11.13.2010

Historical Saturday: Japantown & Fillmore

Japantown was a thriving community after the 1906 earthquake.  It took up 24-blocks and the population of Japanese and Japanese Americans numbered around 7,000.  The makeup of this neighborhood changed forever during World War I when President Roosevelt authorized the removal of Japanese Americans to internment camps.

I was aware of this dark, racist spot in American history, and I have read the stories of how it affected these families.  Imagine, working all your life to buy a house and build up a business, and then you get a notice that says you have to abandon it all and move your family into a row of fenced in barracks where the guards have guns pointed into the complex.  Land of the free?  Many of these people were born in America and may never have set foot in Japan and still America was so insecure that we took their rights away and put them into prison.  (Whoops, I meant to say internment camp.)

How this affected the families is something I have read before, but I guess I never really thought about how it changed communities and cities.  Japantown is a perfect example of this.  Within a few weeks, this area of town was vacant and a ghost town.  Businesses and houses were boarded up, and the streets were quiet.

What is unique about this area of town is that the emptiness actually gave room for another minority population in San Francisco to grow and thrive.  The African Americans were moving to the West Coast in droves because of the jobs in the shipyards and defense plants that were plentiful in the bay area during the war.  They moved into the vacant homes and businesses and started a thriving community along Fillmore that was eventually called "Harlem West."  They chose this area because many of the other neighborhoods did not welcome African Americans. 
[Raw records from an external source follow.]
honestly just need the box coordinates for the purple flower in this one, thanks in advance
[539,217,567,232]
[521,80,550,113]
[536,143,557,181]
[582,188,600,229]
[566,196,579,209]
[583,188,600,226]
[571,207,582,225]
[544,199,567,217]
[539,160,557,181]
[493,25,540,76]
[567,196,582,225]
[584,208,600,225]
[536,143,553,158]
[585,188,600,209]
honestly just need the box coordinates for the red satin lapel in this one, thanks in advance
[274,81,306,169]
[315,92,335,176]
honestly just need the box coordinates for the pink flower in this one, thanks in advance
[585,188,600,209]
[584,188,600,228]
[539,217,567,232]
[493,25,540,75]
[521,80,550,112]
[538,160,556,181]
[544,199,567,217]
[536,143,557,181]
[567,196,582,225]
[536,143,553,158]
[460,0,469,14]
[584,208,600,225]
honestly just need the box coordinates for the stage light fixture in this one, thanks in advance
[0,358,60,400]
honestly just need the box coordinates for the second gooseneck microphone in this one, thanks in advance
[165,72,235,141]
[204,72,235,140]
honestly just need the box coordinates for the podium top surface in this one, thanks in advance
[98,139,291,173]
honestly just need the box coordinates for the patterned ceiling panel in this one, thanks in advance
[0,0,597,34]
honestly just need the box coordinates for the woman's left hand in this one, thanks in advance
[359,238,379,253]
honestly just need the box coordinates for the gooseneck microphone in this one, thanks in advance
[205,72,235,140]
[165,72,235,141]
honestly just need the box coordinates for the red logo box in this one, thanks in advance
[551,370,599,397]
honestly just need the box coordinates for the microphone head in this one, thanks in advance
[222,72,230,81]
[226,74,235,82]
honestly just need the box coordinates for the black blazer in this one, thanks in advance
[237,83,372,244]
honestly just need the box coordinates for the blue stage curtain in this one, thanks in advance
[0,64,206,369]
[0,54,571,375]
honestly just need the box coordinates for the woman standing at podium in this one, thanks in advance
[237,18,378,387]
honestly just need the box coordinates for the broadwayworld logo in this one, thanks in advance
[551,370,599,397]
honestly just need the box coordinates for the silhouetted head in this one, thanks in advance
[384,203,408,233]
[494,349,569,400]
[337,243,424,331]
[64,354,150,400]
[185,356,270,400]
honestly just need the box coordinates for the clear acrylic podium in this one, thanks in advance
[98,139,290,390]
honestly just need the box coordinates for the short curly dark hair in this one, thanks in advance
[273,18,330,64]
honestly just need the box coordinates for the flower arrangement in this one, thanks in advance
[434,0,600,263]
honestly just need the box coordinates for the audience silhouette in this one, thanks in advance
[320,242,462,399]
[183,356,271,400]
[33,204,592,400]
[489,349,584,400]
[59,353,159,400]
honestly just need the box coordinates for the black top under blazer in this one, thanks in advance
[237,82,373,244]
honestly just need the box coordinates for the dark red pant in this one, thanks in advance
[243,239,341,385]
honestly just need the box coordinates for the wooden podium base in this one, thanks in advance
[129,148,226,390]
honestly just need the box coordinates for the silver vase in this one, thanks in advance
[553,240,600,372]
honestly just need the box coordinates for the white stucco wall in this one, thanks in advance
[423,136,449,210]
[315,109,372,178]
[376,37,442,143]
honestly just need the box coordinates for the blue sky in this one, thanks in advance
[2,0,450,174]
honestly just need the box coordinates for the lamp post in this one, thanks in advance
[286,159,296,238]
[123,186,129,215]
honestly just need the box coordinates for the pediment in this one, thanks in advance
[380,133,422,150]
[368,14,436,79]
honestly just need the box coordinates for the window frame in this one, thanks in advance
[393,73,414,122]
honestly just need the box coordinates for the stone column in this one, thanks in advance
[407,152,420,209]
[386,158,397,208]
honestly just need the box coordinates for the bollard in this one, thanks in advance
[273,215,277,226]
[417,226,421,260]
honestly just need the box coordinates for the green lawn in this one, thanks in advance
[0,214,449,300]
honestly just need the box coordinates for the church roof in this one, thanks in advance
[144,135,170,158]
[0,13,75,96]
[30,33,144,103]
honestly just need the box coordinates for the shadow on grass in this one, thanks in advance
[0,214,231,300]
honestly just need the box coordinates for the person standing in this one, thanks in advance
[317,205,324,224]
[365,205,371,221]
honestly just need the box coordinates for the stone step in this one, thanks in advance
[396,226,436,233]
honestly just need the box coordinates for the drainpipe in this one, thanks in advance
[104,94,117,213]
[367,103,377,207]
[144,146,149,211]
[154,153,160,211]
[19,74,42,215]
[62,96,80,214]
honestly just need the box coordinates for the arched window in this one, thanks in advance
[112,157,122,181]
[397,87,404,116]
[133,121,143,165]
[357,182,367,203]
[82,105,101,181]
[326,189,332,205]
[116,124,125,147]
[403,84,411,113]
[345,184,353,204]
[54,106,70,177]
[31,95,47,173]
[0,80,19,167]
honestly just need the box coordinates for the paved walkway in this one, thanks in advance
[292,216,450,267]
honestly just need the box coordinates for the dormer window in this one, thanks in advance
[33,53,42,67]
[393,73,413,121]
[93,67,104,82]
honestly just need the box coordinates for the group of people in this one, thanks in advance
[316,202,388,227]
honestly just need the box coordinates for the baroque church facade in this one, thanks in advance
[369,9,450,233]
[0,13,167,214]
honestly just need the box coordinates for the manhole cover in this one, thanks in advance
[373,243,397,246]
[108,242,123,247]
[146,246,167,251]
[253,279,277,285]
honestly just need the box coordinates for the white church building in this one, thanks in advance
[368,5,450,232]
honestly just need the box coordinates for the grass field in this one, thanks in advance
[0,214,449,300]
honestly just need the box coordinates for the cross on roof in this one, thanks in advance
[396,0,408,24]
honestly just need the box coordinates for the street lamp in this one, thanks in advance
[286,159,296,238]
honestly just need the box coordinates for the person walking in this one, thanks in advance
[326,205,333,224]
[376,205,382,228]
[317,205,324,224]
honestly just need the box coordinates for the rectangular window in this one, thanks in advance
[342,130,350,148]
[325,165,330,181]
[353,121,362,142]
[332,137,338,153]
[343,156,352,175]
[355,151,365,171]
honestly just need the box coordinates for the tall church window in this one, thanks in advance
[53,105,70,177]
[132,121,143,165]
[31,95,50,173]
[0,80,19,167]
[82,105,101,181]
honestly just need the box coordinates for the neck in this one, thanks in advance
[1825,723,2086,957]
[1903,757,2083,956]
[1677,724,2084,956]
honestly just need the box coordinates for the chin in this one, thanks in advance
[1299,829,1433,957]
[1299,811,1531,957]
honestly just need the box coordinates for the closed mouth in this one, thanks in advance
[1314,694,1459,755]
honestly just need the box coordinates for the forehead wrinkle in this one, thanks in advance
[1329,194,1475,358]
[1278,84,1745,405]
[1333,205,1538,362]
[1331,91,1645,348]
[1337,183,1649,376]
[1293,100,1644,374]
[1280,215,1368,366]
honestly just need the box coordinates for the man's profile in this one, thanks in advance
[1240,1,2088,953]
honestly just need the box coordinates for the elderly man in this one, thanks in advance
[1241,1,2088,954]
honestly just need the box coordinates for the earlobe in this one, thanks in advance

During the 1950's, San Francisco, like many other cities, experienced the phenomenon called "white flight."  The white people were flocking to the suburbs and leaving the city and it's old structures behind.  Economic opportunities for African Americans started to dry up and this led to the decline of the Fillmore area.  Many of the houses were condemned and torn down.  "Whole city blocks of Victorians fell to the wreckers ball.  Black residents started calling the Fillmore the 'No More.'" (Historic Walks in San Francisco, by Rand Richards). 

Over time, new, modern structures went up, and the architecture is at times a nod to the Japantown and old Fillmore that once defined this small neighborhood.

Even the liberal West Coast is not immune to the racism and prejudice that have plagued the United States since its conception.

Note:
Researched from Historic Walks in San Francisco, by Rand Richards.